Effect of cladding parameters on microstructure and defects in direct laser metal deposition of 24CrNiMo steel

Abstract

Direct laser metal deposition of a medium carbon low alloy steel was performed on a round bar sample. Taguchi design was used to investigate the effect of three process parameters with three different levels on the microstructure and properties of single- and multitrack clad samples. Microstructural analysis showed that coalesced bainite and lath martensite exist in the clad area. Two different kinds of cracks occurred in multitrack clad samples. When laser power is not sufficient or scanning speed is high, cracks can occur in the laser clad area because of the accumulation of trapped defects inside the molten pool, e.g., inclusions, voids, and low melting point constituents alongside insufficient molten metal back-filling at interdendritic regions. These cracks can be considered as solidification cracks.

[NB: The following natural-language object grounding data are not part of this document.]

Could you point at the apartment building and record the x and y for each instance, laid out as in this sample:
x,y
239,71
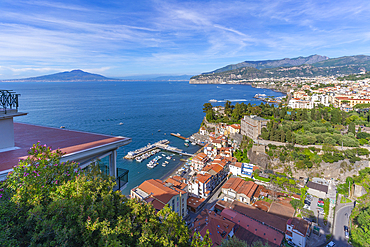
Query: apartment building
x,y
252,125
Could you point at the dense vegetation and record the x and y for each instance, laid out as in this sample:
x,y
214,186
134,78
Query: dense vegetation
x,y
330,67
48,203
301,126
360,230
355,77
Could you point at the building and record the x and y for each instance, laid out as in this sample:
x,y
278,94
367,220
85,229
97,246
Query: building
x,y
241,169
249,228
219,228
240,190
201,185
252,125
297,231
82,147
199,161
159,194
318,190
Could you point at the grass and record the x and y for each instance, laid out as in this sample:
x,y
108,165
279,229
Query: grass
x,y
344,200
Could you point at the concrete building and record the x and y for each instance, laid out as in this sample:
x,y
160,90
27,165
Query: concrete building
x,y
297,231
241,169
318,190
240,190
219,228
82,147
159,194
251,126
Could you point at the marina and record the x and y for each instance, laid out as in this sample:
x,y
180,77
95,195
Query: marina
x,y
151,149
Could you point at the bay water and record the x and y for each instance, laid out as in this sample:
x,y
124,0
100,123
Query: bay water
x,y
146,111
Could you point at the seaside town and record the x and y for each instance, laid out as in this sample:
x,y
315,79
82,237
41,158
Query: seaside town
x,y
217,195
229,187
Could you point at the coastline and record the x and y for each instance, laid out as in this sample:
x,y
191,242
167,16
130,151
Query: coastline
x,y
173,171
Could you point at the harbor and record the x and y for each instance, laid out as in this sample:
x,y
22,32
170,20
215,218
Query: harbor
x,y
151,149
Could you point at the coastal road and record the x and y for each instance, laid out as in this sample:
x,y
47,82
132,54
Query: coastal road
x,y
342,219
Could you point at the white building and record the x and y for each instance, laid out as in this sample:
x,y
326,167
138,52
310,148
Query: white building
x,y
297,231
241,169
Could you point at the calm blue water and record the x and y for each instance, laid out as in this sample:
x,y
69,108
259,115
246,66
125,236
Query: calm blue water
x,y
143,107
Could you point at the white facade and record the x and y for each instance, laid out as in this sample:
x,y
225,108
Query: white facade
x,y
297,238
241,169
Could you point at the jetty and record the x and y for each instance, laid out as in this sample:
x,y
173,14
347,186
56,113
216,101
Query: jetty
x,y
148,148
179,136
162,144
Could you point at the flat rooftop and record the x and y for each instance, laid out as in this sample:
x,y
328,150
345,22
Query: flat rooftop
x,y
68,141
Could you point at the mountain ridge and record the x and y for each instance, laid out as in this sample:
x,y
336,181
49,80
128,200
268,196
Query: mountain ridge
x,y
263,64
330,67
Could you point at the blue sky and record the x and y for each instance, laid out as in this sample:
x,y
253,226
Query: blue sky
x,y
119,38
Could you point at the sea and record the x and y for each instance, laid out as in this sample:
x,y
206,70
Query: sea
x,y
146,111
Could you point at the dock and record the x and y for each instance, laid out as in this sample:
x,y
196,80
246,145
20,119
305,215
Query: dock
x,y
173,149
179,136
148,148
163,145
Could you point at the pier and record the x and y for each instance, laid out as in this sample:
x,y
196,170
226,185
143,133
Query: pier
x,y
163,145
148,148
179,136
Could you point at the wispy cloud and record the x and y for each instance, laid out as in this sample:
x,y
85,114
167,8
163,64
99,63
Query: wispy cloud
x,y
185,36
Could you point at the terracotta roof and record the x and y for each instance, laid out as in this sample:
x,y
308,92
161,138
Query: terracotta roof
x,y
299,224
253,226
194,202
282,210
272,220
159,191
178,184
243,234
233,183
203,178
237,164
319,187
218,227
68,141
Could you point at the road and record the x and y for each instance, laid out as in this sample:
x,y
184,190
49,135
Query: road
x,y
342,219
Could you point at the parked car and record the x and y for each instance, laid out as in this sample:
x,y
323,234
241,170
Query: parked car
x,y
346,232
330,244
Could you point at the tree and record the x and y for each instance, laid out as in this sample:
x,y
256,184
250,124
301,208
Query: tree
x,y
234,242
352,128
199,241
288,136
207,107
48,203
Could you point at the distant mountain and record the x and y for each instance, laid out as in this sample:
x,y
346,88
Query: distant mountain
x,y
286,62
74,75
329,67
173,78
158,77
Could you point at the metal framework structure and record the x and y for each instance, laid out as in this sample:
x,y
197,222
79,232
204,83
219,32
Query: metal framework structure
x,y
8,99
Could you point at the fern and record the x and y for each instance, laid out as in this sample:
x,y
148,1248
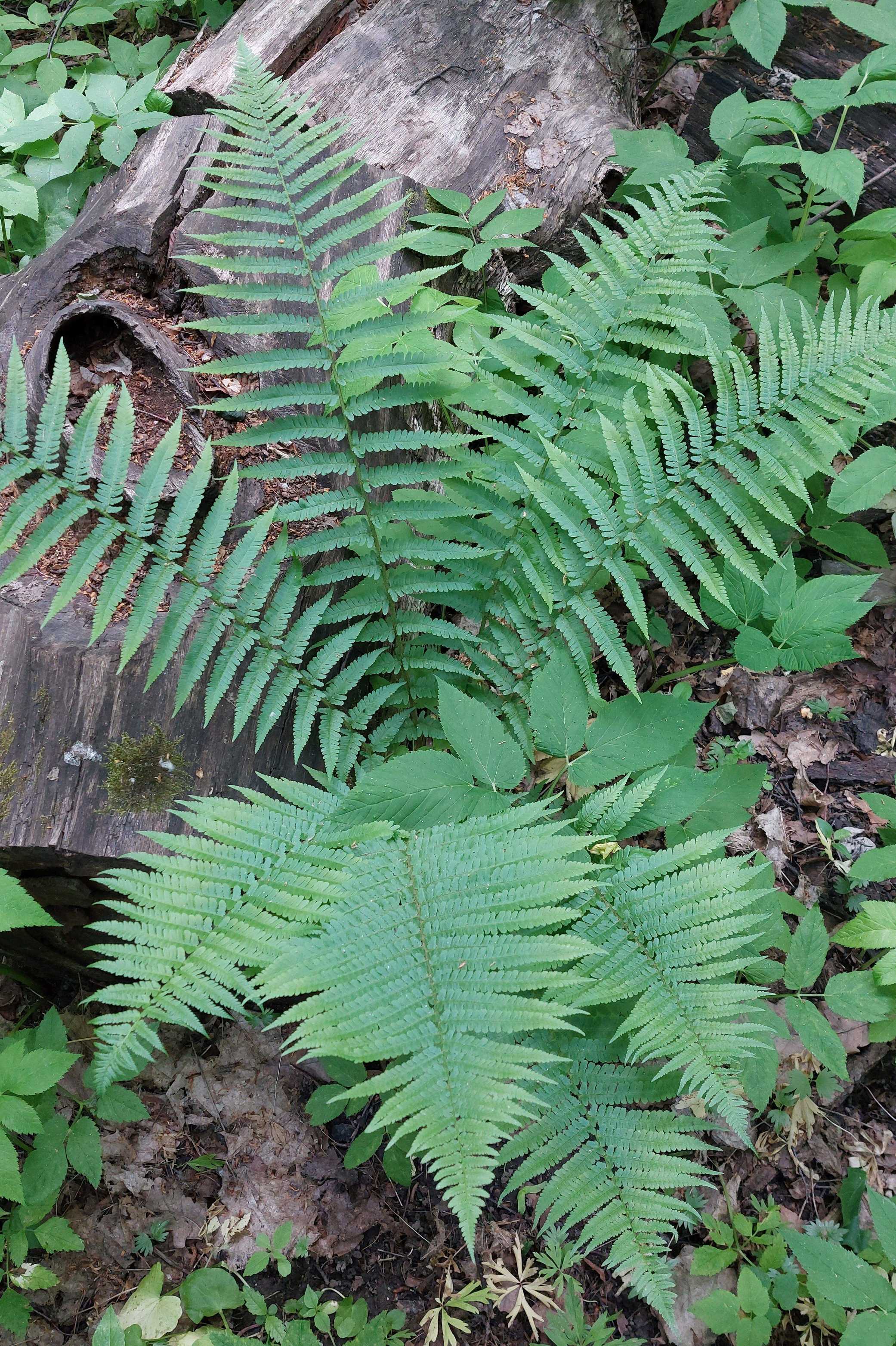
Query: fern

Another type of cracks can occur in previous tracks of multitrack clads which actually are the heat affected zones (HAZ) of newly deposited clad tracks, because of high tensile stress on HAZ and the presence of oxide and sulfide constituents at interdendritic regions. These cracks can be considered as reheating cracks. According to the result of Taguchi design experiments, using optimum laser parameters like high laser power, medium scanning speed, and sufficient powder feed rate, crackfree clad layers can be obtained via the prevention of formation of unfavorable constituents at interdendritic regions.